Irish painter John Luke featured this month

John Luke, Judith and Holofernes

John Luke, Judith and Holofernes, 1928, oil on board, 19 ½ x 24 in. (50 x 60.5 cm). Armagh County Museum, Northern Ireland.

John Luke (1906-1975)

By Dickon Hall

It is well known that John Luke produced a very small number of paintings throughout his life, but his drawings are also comparatively rare. This group is drawn from a unique archive of working drawings which had remained for decades within the artist’s family.
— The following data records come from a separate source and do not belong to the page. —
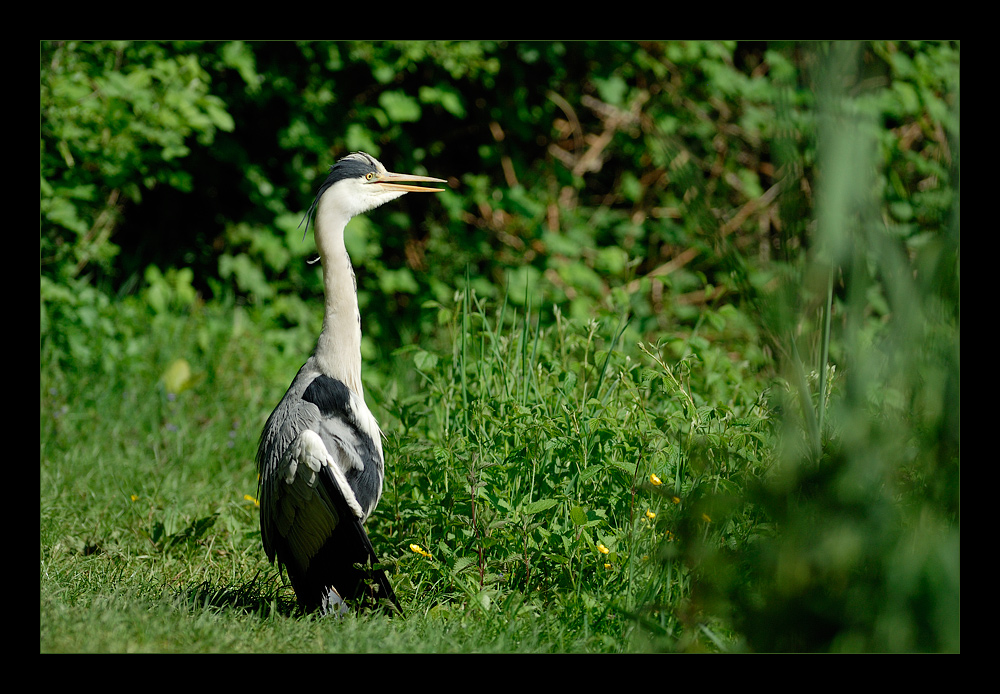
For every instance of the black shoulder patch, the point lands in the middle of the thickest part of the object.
(331, 396)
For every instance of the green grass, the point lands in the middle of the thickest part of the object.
(519, 459)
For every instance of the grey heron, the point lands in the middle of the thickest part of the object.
(320, 460)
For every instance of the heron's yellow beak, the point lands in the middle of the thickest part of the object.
(393, 181)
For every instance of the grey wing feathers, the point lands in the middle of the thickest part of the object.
(320, 477)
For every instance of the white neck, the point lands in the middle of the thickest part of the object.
(338, 350)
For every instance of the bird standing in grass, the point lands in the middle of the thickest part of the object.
(320, 460)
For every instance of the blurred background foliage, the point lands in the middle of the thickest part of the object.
(742, 201)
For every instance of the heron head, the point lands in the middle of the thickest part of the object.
(359, 182)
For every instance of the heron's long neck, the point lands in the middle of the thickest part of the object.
(338, 350)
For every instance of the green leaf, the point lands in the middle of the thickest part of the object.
(539, 506)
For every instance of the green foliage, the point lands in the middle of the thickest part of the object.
(116, 118)
(730, 268)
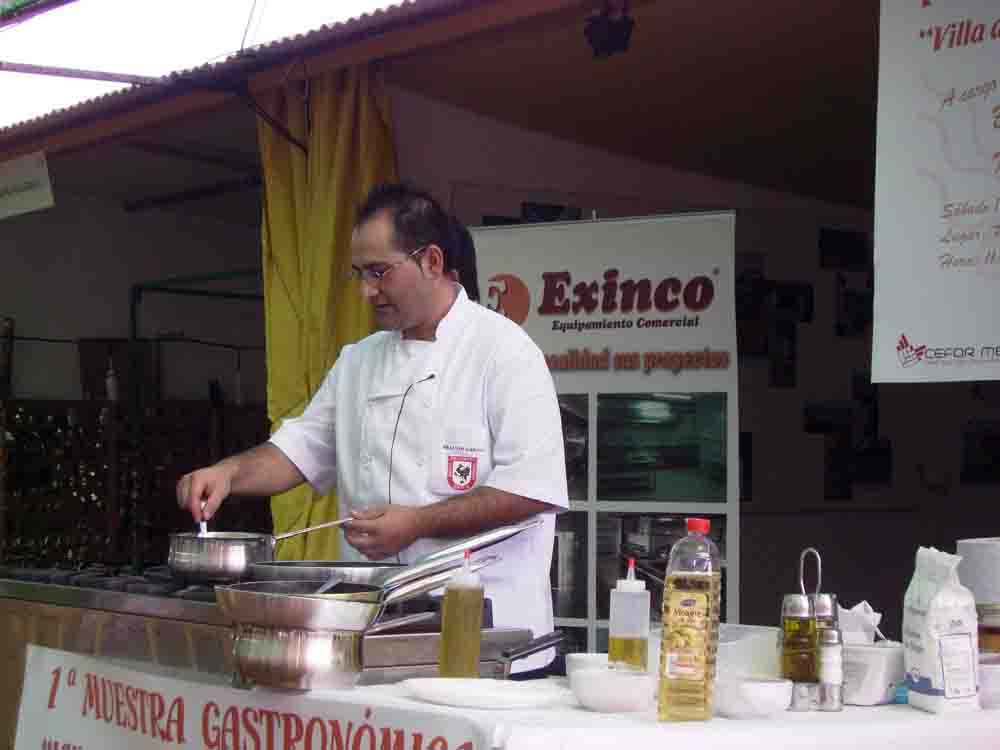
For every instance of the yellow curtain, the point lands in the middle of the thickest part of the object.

It covers almost his entire career as an artist, from preparatory works for his earliest mature paintings to some of the tempera paintings and commissions that dominated the later part of his life.

Luke’s evident natural talent led to the award of a scholarship to study in London at the Slade School in 1927 and the life drawings exhibited here probably date from these years. The skills of draughtsmanship that Luke developed under Henry Tonks were to provide the basis of the exceptional technical achievements that typified his paintings at every stage.

The exhibition includes a number of studies towards Judith and Holofernes, 1929, arguably one of Luke’s most powerful and revealing paintings, for which he was awarded second prize in the Slade School’s annual Summer Prize Competition. Luke used his sister, Sadie, and one of his brothers as models for the painting.

Luke’s return to Ulster in 1931, after a short time living in Paris, marked a move back to landscape painting, with the influence of Cézanne still evident in Ballysillan Road (c.1933). While this work and other landscapes of the time, such as MacArt’s Fort (a landmark on Cavehill, on the edge of Belfast), were painted in oil, Luke was beginning to experiment with tempera, which has become the defining aspect of his work.

Landscape Composition, the working study for which is exhibited here, was the first of these tempera paintings, a commission from the poet and curator John Hewitt. The style of Luke’s drawing was influenced by the development of this technique; the study for the Portrait of Alexander Irvine describes exactly how the tempera will be applied. Several of the drawings actually include colour notes for the planned painting.

This group of drawings covers almost every aspect of Luke’s work, representing working studies for elements within paintings, such as the statuette for Daffodils or the baby in The Rehearsal, the apparently lost painting Mother and Child commissioned by the NSPCC, murals that were carried out for the 1938 Glasgow Empire Exhibition representing Northern Irish industry, and even a tender drawing of his own nephew as a baby.

The fascination of this archive is in its breadth of mood, style and period as well as its consistent demonstration of technical skill and imaginative power. It allows an intimate view of Luke at work, experimenting with ideas and thoughts, producing portraits of friends and quick watercolours of places that he loved, as well as allowing insight into the design and preparation of many of his most famous and complex works.